I just set up an internet radio in my living room, so now I can listen to podcasts in the morning while I'm watching my youngest son.

Any suggestions?

I'm mostly interested in writing podcasts - anything that will help me brainstorm or motivate me to write.  I'm only familiar with one, and there's a couple of more I've seen suggested, but I haven't had a chance to look into them.

But are there any good stories told in Podcast format?  I don't mean books-on-tape, which don't work with me.  I'm referring to stories told in the style of an old radio program.  That might be kind of cool.

Before anyone asks, I searched for Podcasts and didn't see a thread just for recommending them.

I'll start by recommending the one I'm familiar with, the Roundtable Podcast, which is phenomenal.  They invite aspiring authors to share their stories at a brainstorming session with a published guest author, who helps give feedback about the story idea.  It's developed by someone who's a bit of a friend to Mythic Scribes and is definitely worth looking into.  I wouldn't be looking into podcasts if the Roundtable Podcast didn't prove how helpful they can be.


----------



## Sparkie (Feb 2, 2013)

Well, I don't think I know of anything like the old radio shows, other than the old radio shows themselves.  I used to listen to some of that stuff at my grandparent's house.  Jack Benny, George and Gracie, that kind of thing.  I once heard of some radio-play version of Neil Gaiman's _Snow, Glass, Apples_ story, but I've never found it online.

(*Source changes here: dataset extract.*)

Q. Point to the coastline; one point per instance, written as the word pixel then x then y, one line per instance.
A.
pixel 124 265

I enjoy some of the stuff on PodCastle.  That's mostly the kind of thing you'd find in a fantasy e-zine.  There's also the Drabblecast, but that gets a little too far 'out there' for me most times.

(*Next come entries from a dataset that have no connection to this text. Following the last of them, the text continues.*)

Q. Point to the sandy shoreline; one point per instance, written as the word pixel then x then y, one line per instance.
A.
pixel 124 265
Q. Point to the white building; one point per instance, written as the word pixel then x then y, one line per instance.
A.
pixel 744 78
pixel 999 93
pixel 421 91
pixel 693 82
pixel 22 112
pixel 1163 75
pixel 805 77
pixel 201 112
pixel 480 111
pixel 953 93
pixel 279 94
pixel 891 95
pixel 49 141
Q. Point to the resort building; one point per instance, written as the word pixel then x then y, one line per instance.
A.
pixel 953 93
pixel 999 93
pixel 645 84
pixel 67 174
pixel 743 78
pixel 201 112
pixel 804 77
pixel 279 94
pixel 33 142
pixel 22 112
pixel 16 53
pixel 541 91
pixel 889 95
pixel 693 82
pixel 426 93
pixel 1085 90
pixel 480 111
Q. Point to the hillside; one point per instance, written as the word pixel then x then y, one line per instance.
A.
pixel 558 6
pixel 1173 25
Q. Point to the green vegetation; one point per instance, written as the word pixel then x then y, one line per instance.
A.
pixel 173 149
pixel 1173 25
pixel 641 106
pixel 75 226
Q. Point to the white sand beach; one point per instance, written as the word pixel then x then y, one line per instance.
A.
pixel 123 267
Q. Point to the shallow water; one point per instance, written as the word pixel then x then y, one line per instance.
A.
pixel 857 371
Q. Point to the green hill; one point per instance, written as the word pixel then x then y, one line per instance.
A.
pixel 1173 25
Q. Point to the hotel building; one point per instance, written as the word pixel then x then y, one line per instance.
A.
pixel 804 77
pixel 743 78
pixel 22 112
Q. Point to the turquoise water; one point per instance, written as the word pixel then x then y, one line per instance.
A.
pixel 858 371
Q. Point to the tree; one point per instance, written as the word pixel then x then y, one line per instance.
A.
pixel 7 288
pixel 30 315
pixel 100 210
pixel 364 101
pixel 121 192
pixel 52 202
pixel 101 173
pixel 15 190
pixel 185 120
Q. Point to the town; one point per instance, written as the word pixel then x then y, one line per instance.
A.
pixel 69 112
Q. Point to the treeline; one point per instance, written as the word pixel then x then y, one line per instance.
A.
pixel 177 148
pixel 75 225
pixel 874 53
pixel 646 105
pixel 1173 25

As far as writing podcasts, I can't help you.  Sorry.


----------



## T.Allen.Smith (Feb 2, 2013)

_Writing Excuses _is pretty good at times. It is chaired by Brandon Sanderson and has 3 other authors. This is strictly about craft, it does not offer any actual stories for entertainment.


----------



## Devor (Feb 2, 2013)

I went and had a long look yesterday.  Here was a big selection of scifi and fantasy podcasts that seems current.

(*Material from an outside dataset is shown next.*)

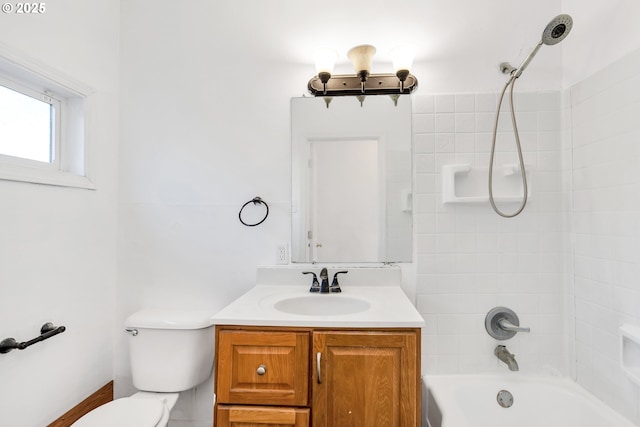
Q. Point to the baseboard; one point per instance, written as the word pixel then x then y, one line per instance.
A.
pixel 103 395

As far as stories are concerned, all I could find was a few actual old radio shows and audio stories like PodCastle.  I tried one or two for a while, only to find that I really wasn't interested.

As far as writing craft, I am pretty impressed with Writing Excuses, which is pretty good, and I found a few others that are more like your typical modern radio show, with a host interviewing guest authors.  SFSignal feels like a professional radio program, but it's not very focused on content.

I'm a little underwhelmed with the selection.  It seems to me like there's a wide opening in the market for podcasts.

I think I'll just follow the _Roundtable Podcast_ and _Writing Excuses_.  It's probably no coincidence that those are the ones listed in the Mythic Scribes Directory.  If I was trapped in a car for long commutes, I do think I would add _SFSignal_, but there's too much "useless" time in the program for it to be worth it for me now.


----------